Assemblyman Rudy Salas is requesting support for his bill, AB 2549, which seeks to aid some military spouses in finding work when their husband or wife is transferred to California. Some spouses are licensed to perform services in other states but can’t engage in that business in this state because of licensing barriers. AB 2549 seeks to smooth the path for military spouses by adding registered dental assistant and registered dental assistant in extended functions licenses, and all licenses issued by the Dental Hygiene Board, the Board of Pharmacy, and the Board of Accountancy to the program for the temporary licensure process for specified licensed professions for military spouses. The DoD, Navy, and Marine Corps are working with the author on this bill.
AB 3045-Gray; Licensing.
Assemblyman Gray has requested support for ahis bill AB 3045, which will require most boards under the Department of Consumer Affairs to issue professional licenses to retired veterans and military spouses of active duty service members if they possess a valid and unrestricted license in that profession from another state.
Military families move 2.4 times as often as civilian families, and this fact is at odds with the trend among licensed professionals to move between states nearly 40% less often than average, in part because of the difficult licensing process. Failure to recognize our veterans’ unique experiences can discourage them from entering or remaining in the labor market and has led to unemployment rates among military spouses nearly four times that of the general population.
SB 907-Archuleta; Military children.
Senator Archuleta is authoring SB 907, which would help the children of military families by improving coordination between on-base Family Advocacy Program (FAP) and county child welfare service (CWS) offices. The bill would require, upon initial intake, county CWS offices to identify military children subject to child abuse and neglect allegations, and would clarify that a county CWS office has the authority to develop memorandums of understanding (MOUs) with local military installation FAP offices to coordinate investigations.

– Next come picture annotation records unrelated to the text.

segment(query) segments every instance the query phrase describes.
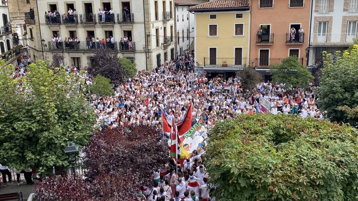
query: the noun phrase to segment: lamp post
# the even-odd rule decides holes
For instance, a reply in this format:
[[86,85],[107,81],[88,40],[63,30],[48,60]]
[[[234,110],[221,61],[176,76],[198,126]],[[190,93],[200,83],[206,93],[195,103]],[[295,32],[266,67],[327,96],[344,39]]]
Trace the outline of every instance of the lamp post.
[[65,153],[68,155],[68,158],[70,162],[71,163],[71,172],[72,172],[72,174],[75,176],[75,164],[76,161],[77,161],[77,156],[78,155],[78,147],[77,147],[75,143],[71,142],[65,149]]
[[190,51],[190,39],[191,38],[191,37],[190,36],[190,34],[191,34],[192,33],[194,33],[194,27],[193,27],[193,28],[191,28],[191,32],[189,32],[189,51]]

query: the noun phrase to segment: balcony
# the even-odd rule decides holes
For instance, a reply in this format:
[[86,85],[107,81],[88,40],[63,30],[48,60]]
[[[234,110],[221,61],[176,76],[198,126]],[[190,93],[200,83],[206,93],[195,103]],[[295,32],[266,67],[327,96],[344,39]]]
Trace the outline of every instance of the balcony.
[[301,45],[304,43],[304,33],[291,34],[286,34],[286,45]]
[[[256,58],[255,67],[256,68],[270,68],[275,65],[282,63],[282,59],[285,58]],[[299,58],[299,61],[301,65],[303,65],[303,58]]]
[[313,33],[312,34],[312,45],[350,45],[354,44],[358,33]]
[[114,24],[115,23],[114,14],[102,15],[97,14],[98,23],[101,24]]
[[163,19],[164,21],[169,21],[171,18],[171,12],[164,12],[163,13]]
[[58,25],[61,24],[61,18],[59,16],[56,17],[45,16],[45,23],[47,25]]
[[79,23],[83,24],[94,24],[96,23],[96,14],[86,13],[79,15]]
[[273,8],[273,0],[260,0],[259,8]]
[[24,13],[25,23],[29,24],[35,24],[35,13],[33,12]]
[[0,27],[0,36],[11,34],[12,33],[11,25]]
[[103,44],[101,42],[61,42],[59,43],[49,41],[47,50],[50,52],[93,52],[98,49],[117,51],[117,43],[111,42]]
[[119,24],[132,24],[134,23],[134,14],[117,14],[117,22]]
[[162,46],[164,49],[166,49],[171,44],[171,40],[170,37],[164,37],[164,42],[162,43]]
[[272,45],[273,44],[273,34],[257,34],[256,45]]
[[358,13],[358,4],[350,4],[348,7],[348,13]]
[[289,7],[290,8],[300,8],[304,6],[303,0],[290,0],[290,4]]
[[77,15],[62,15],[61,16],[64,24],[78,24],[78,18]]
[[122,53],[135,52],[135,42],[121,43],[118,42],[119,52]]
[[241,68],[246,65],[246,58],[206,58],[204,67]]

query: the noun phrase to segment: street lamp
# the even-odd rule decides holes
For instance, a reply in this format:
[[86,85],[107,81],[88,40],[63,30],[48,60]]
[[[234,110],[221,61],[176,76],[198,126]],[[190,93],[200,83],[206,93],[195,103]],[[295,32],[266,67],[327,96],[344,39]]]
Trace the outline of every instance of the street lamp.
[[65,149],[65,153],[68,155],[68,158],[70,162],[71,163],[72,166],[71,167],[71,171],[72,174],[76,175],[76,169],[75,165],[76,161],[77,161],[77,156],[78,155],[78,147],[73,142],[71,142],[67,147]]

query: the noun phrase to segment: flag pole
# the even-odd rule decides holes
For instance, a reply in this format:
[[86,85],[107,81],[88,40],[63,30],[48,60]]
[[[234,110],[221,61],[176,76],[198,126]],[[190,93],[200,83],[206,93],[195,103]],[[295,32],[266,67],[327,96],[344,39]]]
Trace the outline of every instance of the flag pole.
[[178,171],[178,126],[175,125],[175,170],[177,172]]

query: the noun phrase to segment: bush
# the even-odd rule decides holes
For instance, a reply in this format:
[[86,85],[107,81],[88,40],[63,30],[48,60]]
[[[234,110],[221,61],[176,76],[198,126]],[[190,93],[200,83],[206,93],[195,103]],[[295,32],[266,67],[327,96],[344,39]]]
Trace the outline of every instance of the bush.
[[119,62],[124,68],[125,77],[126,78],[132,78],[137,73],[137,68],[135,63],[132,63],[130,60],[127,58],[122,57],[119,58]]
[[217,201],[355,201],[357,136],[312,118],[243,115],[214,127],[204,164]]
[[97,93],[102,96],[112,96],[114,91],[110,82],[110,79],[97,74],[93,78],[93,84],[89,86],[90,91],[92,93]]

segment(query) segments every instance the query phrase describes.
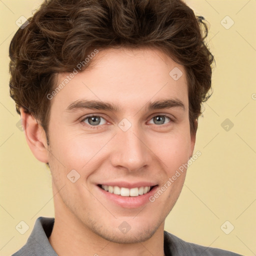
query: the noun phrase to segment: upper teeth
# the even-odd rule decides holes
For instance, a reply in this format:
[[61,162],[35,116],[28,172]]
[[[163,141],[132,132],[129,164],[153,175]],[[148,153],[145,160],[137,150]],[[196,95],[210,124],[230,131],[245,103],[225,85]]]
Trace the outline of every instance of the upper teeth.
[[140,186],[130,189],[127,188],[120,188],[118,186],[102,185],[102,188],[108,191],[110,193],[119,194],[122,196],[138,196],[139,194],[142,195],[148,193],[150,191],[150,187],[149,186]]

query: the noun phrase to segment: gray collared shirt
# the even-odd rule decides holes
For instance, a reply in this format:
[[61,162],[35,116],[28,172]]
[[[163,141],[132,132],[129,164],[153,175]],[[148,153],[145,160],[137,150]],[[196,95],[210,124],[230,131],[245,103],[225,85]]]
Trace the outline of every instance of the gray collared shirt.
[[[38,218],[26,244],[12,256],[58,256],[48,240],[54,220],[54,218]],[[166,256],[241,256],[226,250],[186,242],[166,230],[164,235]]]

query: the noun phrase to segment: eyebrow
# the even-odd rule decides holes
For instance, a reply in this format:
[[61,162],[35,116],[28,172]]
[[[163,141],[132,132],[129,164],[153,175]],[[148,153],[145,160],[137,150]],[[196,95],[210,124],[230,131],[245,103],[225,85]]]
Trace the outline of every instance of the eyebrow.
[[[150,102],[146,105],[145,108],[148,110],[172,108],[182,108],[185,110],[183,102],[177,98]],[[80,109],[105,110],[113,112],[118,112],[120,110],[118,105],[113,103],[80,99],[72,103],[65,110],[65,111],[72,112]]]

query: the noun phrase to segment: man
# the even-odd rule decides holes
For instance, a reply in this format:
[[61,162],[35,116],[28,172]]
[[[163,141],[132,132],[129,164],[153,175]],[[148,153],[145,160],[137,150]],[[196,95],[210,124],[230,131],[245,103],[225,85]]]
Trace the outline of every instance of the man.
[[26,25],[10,92],[55,218],[13,255],[238,255],[164,230],[210,96],[204,18],[180,0],[52,0]]

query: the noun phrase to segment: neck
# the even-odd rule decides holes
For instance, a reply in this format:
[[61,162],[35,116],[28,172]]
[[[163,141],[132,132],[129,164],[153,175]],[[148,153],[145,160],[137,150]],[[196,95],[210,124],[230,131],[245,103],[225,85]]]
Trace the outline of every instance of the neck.
[[62,256],[163,256],[164,230],[164,222],[148,240],[138,240],[136,244],[118,244],[93,232],[70,211],[56,210],[54,228],[48,239],[54,250]]

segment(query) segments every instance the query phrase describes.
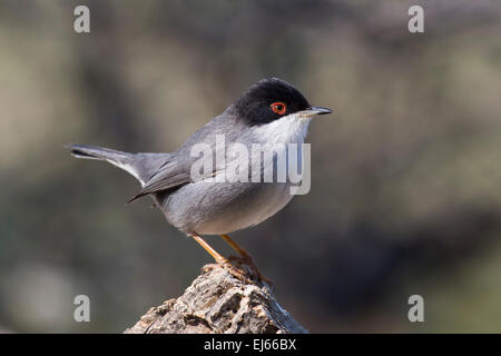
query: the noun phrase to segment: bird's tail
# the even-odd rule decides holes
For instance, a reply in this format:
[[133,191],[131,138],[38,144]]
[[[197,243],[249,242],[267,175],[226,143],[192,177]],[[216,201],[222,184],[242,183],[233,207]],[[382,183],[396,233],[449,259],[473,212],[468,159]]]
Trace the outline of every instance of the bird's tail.
[[76,158],[106,160],[111,165],[129,172],[141,184],[144,182],[135,167],[134,154],[87,145],[67,145],[66,147],[71,149],[71,155]]
[[71,149],[71,156],[73,157],[107,160],[110,164],[126,164],[132,156],[131,154],[97,146],[68,145],[67,148]]

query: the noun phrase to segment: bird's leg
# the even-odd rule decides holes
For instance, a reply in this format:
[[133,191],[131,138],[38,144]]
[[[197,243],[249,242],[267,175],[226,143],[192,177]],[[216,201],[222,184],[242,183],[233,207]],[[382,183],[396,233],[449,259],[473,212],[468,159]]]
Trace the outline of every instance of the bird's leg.
[[271,287],[273,287],[273,281],[263,276],[263,274],[259,271],[259,269],[256,266],[256,263],[254,261],[253,257],[240,246],[238,246],[237,243],[235,243],[228,235],[219,235],[234,250],[236,250],[242,259],[253,269],[253,271],[257,275],[257,277],[262,280],[268,284]]
[[219,255],[218,251],[216,251],[209,244],[207,244],[206,240],[204,240],[202,237],[199,237],[197,234],[193,233],[189,236],[194,238],[195,241],[197,241],[204,249],[209,253],[210,256],[214,257],[216,263],[222,266],[223,268],[226,268],[234,277],[238,278],[239,280],[244,283],[248,283],[249,279],[236,267],[234,267],[229,260],[222,255]]

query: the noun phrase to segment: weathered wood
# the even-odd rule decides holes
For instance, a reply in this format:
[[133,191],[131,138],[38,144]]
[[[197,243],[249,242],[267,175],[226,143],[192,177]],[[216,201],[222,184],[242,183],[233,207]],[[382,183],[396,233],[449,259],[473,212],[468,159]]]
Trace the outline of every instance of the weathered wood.
[[[250,268],[237,278],[219,265],[206,265],[185,294],[150,308],[126,334],[307,333],[276,301]],[[245,281],[244,281],[245,280]]]

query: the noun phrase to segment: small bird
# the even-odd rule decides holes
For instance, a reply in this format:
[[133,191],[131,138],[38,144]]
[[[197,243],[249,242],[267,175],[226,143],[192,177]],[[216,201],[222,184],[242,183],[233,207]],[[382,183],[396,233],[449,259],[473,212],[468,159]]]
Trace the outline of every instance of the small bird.
[[[227,159],[212,166],[202,178],[194,179],[191,167],[196,162],[191,150],[198,144],[214,148],[217,137],[239,142],[250,151],[252,146],[269,145],[275,150],[273,164],[287,156],[279,149],[282,144],[303,144],[314,115],[332,110],[313,107],[288,82],[263,79],[250,86],[222,115],[207,122],[171,154],[129,154],[108,148],[69,145],[77,158],[106,160],[130,175],[141,184],[140,191],[130,199],[151,196],[166,219],[180,231],[193,237],[216,260],[234,268],[232,264],[210,247],[200,235],[219,235],[256,271],[250,255],[238,246],[228,234],[259,224],[287,205],[293,195],[291,182],[254,182],[217,180],[215,177],[232,165]],[[217,148],[216,148],[217,150]],[[287,159],[287,157],[285,157]],[[259,167],[264,169],[264,164]],[[129,201],[129,202],[130,202]]]

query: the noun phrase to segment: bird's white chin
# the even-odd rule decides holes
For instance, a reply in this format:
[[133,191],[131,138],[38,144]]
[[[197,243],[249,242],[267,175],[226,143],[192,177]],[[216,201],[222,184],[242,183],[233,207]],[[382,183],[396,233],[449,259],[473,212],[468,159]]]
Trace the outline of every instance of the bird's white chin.
[[303,144],[308,131],[312,118],[301,112],[284,116],[283,118],[258,127],[256,139],[271,144]]

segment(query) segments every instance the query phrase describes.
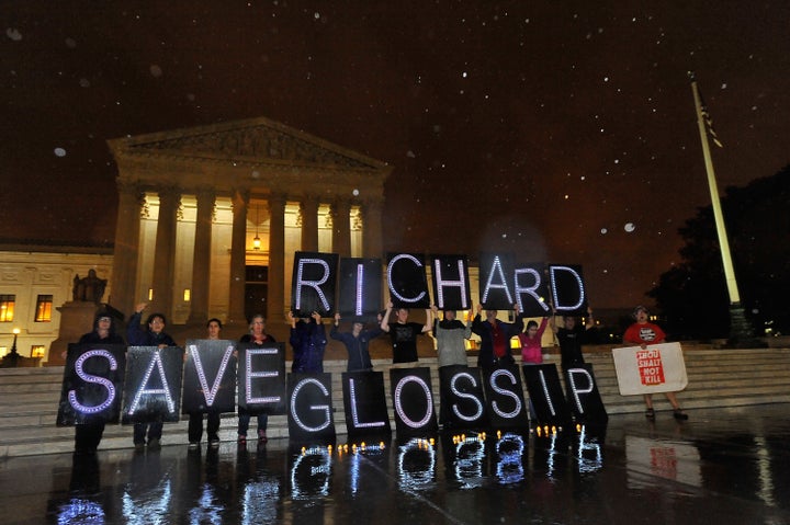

SB 1007-Hueso; Military retirement tax relief.
Senator Ben Hueso from San Diego is authoring SB 1007, which seeks to exclude from the state income tax, income received from retirement pay from the uniformed services.
SB 1018-Chang; Military Veterans Memorial Certificate.
Senator Chang has asked for support on her bill, SB 1018. This bill seeks to establish a Governor’s Memorial Certificate Program. This bill would also require the program to send information accompanying the memorial certificate informing the survivors of a deceased veteran of benefits and services available. One of the real values of this bill is that the survivors will be directed to those who can assist them with any military or veterans benefits they may be eligible for. One CVSO I spoke with this week assisted a widow who was living on $1400 per month and on the way to becoming homeless. The CVSO inquired into her husband’s military history and ended up filing a claim for Agent Orange benefits. That widow was just awarded a monthly VA payment of $1600 per month and a retractive lump sum payment of $190,000. Legislation like the Veterans Driver’s License bill and this bill help reach people who would have never known they were eligible for vet benefits. The legislation that the CSCVC supported in 2014 creating the Vet Driver’s license and required all applicants to visit a CVSO, has resulted in California’s veterans receiving over $179 million in cash benefits.